PI3′-lipid signaling drives CSF1 expression in synovial sarcoma. (A) Representative Westerns for PTEN, pAKT, and AKT in hSS;Pten^w/w and hSS;Pten^fl/fl tumors, with quantitation from four tumors from each. Performed independently four times with eight different hSS;Pten^fl/fl tumors and four different hSS;Pten^w/w (Student’s t test). (B) Representative photomicrographs of pAKT immunohistochemistry in hSS;Pten^w/w and hSS;Pten^fl/fl tumors. (C) Westerns for pAKT and AKT from two human SS cell lines transfected with empty vector (pBabe), wild-type PIK3CA, or constitutively active mutant PIK3CA (H1047R). Performed independently three times. (D) Graph of RT-qPCR expression of CSF1 in cell lines transfected with empty vector, wild-type PIK3CA, or constitutively active mutant PIK3CA (H1047R) with or without PI3′-lipid kinase inhibition with LY294002 (noted as LY). Performed independently at least three times (Student’s t test). (E) Graph of the mean ± SE of the pAKT suppression (not significant) in hSS;Pten^fl/fl tumors treated in vivo for 1 wk with 70 mg/kg body mass LY294002 or vehicle control (Student’s t test). (F) Graph of the reduced Csf1 expression by RT-qPCR in hSS;Pten^fl/f tumors treated in vivo for 1 wk with LY294002 or control (Student’s t test). (G) Graph of the percent CD11B⁺ cells by flow cytometry in hSS;Pten^fl/fl tumors treated in vivo for 1 wk with LY294002 or control (Student’s t test). (H) Graph of the neutrophil counts by Leder stain in tissue sections from hSS;Pten^fl/fl tumors treated in vivo for 1 wk with LY294002 or control (Student’s t test). (I) Digital droplet PCR from lung tissue (L) and blood (B) derived from tumor-bearing mice for the recombined Rosa26 locus as a marker of disseminated tumor cells after tumors were treated in vivo for 1 wk with LY294002 or control.
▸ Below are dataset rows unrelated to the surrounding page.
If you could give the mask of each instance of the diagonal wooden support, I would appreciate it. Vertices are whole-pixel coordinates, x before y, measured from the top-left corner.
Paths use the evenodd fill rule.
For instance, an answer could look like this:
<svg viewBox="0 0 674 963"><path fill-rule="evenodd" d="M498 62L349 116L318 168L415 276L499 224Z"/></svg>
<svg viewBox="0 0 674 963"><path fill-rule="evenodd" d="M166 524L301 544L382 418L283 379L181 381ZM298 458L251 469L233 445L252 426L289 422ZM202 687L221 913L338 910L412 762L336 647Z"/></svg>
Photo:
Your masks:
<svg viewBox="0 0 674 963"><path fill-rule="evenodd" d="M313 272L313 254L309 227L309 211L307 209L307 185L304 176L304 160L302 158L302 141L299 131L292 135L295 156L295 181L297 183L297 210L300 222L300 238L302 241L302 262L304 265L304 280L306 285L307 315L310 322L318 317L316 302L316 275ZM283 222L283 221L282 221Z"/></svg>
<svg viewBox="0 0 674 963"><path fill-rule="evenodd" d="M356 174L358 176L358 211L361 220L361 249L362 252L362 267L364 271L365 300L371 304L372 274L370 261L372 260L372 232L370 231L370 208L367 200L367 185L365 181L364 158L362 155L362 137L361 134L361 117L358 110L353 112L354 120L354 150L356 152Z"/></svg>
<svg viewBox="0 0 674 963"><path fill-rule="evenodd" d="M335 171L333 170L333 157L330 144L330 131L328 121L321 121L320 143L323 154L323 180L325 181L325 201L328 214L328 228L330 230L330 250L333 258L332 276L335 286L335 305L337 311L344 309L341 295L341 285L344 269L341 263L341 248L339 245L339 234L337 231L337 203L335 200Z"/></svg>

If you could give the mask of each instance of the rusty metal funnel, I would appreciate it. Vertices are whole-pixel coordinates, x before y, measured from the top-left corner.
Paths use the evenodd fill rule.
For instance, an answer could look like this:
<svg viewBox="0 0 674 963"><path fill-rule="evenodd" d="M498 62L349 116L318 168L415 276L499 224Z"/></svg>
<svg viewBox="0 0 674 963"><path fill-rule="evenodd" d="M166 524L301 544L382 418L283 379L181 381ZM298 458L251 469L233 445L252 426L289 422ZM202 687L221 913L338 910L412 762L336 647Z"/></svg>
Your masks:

Primary tumor was used as a positive control (+) and hSS;Pten^fl/fl mouse blood without TATCre was used as a negative control (-). (J) Graph of the ratio of tumor DNA detected in the blood to lungs of hSS;Pten^fl/fl mice treated in vivo for 1 wk with LY294002 or control (Student’s t test).

Figure 8.

Tumor-infiltrating myeloid cells correlate with pAKT in human synovial sarcoma. (A) Representative photomicrographs of blinded scoring of a human tissue microarray with 191 cases of human synovial sarcoma for immunohistochemistry against tumor cell staining against pAKT, endothelial cell staining for pCSF1R, macrophage (MΦ) staining for pCSF1R, and cytochemical Leder staining for neutrophils. (B) Plots of correlation between categorical pAKT staining (mean between two TMA samples per tumor) and the endothelial pCSF1R staining, macrophage pCSF1R staining, and Leder-stained neutrophil counts. Linear regression correlation was calculated with the R² values being provided. A single-factor ANOVA was also performed on pCSF1R values between the different pAKT bins.